1) Something I have observed, which has held true almost all of the time, is that if one is introduced to climbing outdoors on gear they automatically see top roping as reserved for only routes which they are scared to lead and a as of copping out. This just seems to get inexplicably ingrained as you struggled to get better. But this also leaves those climbers with sense of striving and appreciation of the limited resource of naturally protected climbs.

Those who find climbing through a gym seem to think there needs to be some sort of progression from top roping for a period of time, to sport leading then maybe to trad later. Which, although is arguably a good idea safety wise, I always find they never can make a smooth transition from sport to trad. Most are unwilling to scale back route difficulty in transition to get comfortable on gear and consequently don't ever really make the transition. These climbers are almost always scared to fall on gear and usually are mistrusting of the whole climbing system.


2) All trad climbers should spend some more time clean aiding to learn how well gear really works and in which situations.

3) Most trad climbers plateau at 10+. This is because thats the grade where you typically can't just stand on your feet to place gear, you actually need to be able to hang on place quickly and keep moving. Most trad climbers are not confident enough to place a piece quickly and trust it and move above it or are not strong enough to hang on steeper routes to place the gear at all because...

4) Most trad climbers should boulder more often to get some more max power. This allows them to be father from there max threshold placing gear and hence pump out less quickly.

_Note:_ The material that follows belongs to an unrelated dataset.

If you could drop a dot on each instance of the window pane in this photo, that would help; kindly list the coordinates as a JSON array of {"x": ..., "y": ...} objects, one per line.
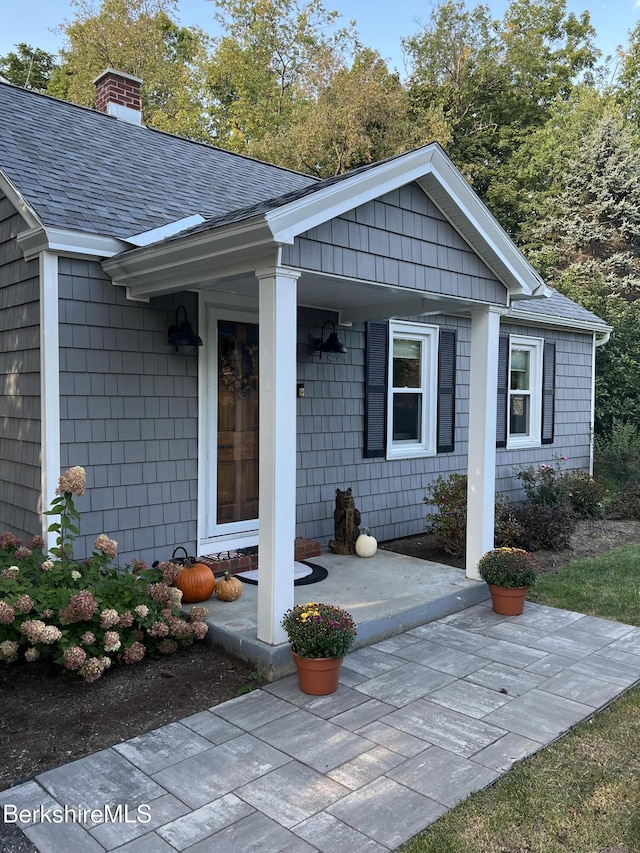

5) When training routes in gym trad climbers can benefit from exaggerating the duration they hold onto each hold especially while clipping. Any monkey can quickly clip a pre-hung quickdraw, most can't (on a steep route) access a placement find the correct size cam, place it, check it, reach back down for a runner or quickdraw, clip the draw to the pro then clip the rope to the draw without pumping out. This is because on a steep route they are forced to hang onto one hold for a longer duration therefore cut the flow of blood and oxygen to their muscles for a longer period then they are used to. The pump causes panic, apprehension and "fallure", fear of falling and therefore premature failure to send.

6) All climbers can benefit from specific training.

7) The best climbers enjoy the process of climbing, getting to the top is secondary, the process of movement when executed properly just happens to lead you there.

8) Most climbers fail in the head far before in their body.

9) Goats know what they want and take it.